Since 2007, Gotham Early Music Scene (GEMS) has been promoting and supporting "early music" in New York City through programs including Midtown Concerts, a series of weekly free daytime concerts at the Church of the Transfiguration on East 29th Street, GEMS Live!, a booking agency representing New York-based ensembles, GEMS Concert Services, serving organizations and ensembles with marketing, box office, and front-of-house functions, Notes on the Scene, a semi-monthly newsletter emailed to about 8,500 subscribers, collaborations with major New York cultural institutions, the GEMAS series, and fiscal sponsorship and administrative services to 21 established and emerging organizations.
Americas Society is the premier forum dedicated to education, debate, and dialogue in the Americas.
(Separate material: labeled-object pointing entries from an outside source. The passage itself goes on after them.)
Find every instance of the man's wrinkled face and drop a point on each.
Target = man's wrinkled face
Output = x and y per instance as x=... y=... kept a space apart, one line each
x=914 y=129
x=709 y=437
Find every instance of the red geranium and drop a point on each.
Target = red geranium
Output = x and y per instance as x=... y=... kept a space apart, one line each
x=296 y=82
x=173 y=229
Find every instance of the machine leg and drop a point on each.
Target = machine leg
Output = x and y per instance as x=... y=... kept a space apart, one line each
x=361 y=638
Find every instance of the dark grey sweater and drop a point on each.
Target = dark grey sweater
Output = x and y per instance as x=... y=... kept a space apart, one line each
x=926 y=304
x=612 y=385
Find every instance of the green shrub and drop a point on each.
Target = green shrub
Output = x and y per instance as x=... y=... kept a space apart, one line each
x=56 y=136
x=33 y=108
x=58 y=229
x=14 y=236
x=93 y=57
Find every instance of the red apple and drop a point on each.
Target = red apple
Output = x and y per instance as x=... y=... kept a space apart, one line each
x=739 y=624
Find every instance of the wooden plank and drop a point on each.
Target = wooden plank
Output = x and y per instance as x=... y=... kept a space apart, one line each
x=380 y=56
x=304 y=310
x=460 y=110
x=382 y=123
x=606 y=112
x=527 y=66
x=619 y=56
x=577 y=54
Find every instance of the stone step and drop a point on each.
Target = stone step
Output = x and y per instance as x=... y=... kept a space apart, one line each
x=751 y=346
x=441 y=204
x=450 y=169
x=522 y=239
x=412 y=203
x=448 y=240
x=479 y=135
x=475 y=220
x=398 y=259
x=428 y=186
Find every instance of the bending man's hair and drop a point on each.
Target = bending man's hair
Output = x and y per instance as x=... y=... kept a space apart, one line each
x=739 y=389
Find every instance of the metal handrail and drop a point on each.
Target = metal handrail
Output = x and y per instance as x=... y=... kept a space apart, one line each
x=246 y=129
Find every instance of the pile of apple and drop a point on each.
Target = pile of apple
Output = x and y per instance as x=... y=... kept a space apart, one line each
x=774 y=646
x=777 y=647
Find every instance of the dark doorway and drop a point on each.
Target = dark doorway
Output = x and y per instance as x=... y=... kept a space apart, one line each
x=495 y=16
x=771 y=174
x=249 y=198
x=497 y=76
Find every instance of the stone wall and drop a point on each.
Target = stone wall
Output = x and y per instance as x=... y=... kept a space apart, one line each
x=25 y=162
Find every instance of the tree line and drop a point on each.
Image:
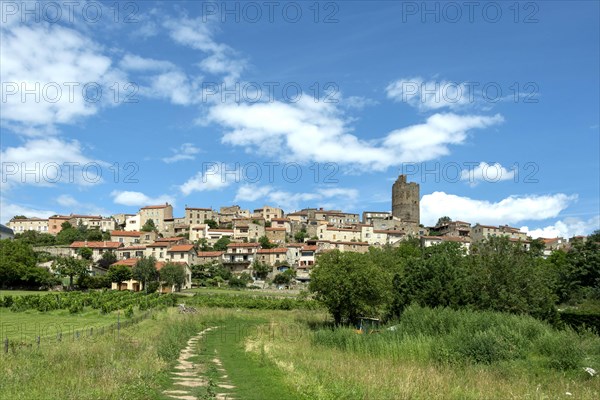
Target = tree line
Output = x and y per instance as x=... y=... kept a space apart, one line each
x=497 y=275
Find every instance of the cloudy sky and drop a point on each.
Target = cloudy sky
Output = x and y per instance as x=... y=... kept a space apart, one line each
x=492 y=108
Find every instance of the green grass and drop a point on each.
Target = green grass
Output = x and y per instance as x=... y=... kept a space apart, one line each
x=22 y=292
x=253 y=375
x=25 y=326
x=245 y=292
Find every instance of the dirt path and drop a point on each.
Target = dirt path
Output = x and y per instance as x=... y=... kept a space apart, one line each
x=189 y=375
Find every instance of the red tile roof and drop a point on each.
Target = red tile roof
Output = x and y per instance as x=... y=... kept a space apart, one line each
x=210 y=253
x=96 y=245
x=128 y=262
x=276 y=250
x=126 y=233
x=154 y=207
x=181 y=248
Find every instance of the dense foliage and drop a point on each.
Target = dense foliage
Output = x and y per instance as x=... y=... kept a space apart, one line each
x=105 y=301
x=497 y=275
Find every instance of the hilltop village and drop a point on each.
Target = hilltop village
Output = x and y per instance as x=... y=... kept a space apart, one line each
x=238 y=239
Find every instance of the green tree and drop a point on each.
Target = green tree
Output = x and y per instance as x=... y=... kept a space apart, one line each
x=108 y=258
x=144 y=271
x=119 y=274
x=212 y=224
x=202 y=244
x=85 y=252
x=265 y=243
x=94 y=235
x=173 y=275
x=71 y=267
x=437 y=279
x=504 y=277
x=16 y=259
x=149 y=226
x=221 y=244
x=261 y=270
x=350 y=285
x=300 y=235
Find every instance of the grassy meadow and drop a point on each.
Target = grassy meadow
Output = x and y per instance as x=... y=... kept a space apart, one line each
x=298 y=354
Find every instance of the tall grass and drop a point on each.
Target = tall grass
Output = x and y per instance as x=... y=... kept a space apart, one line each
x=449 y=336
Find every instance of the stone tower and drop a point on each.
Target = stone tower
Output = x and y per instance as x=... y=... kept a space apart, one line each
x=405 y=200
Its mission is to foster an understanding of the contemporary political, social, and economic issues confronting Latin America, the Caribbean, and Canada, and to increase public awareness and appreciation of the diverse cultural heritage of the Americas and the importance of the inter-American relationship. Since 1965, Music of the Americas has been presenting artists who are both superb musicians in their own right and cultural ambassadors of myriad social and musical traditions, creating a vibrant space and a unique opportunity to hear distinctive and significant music.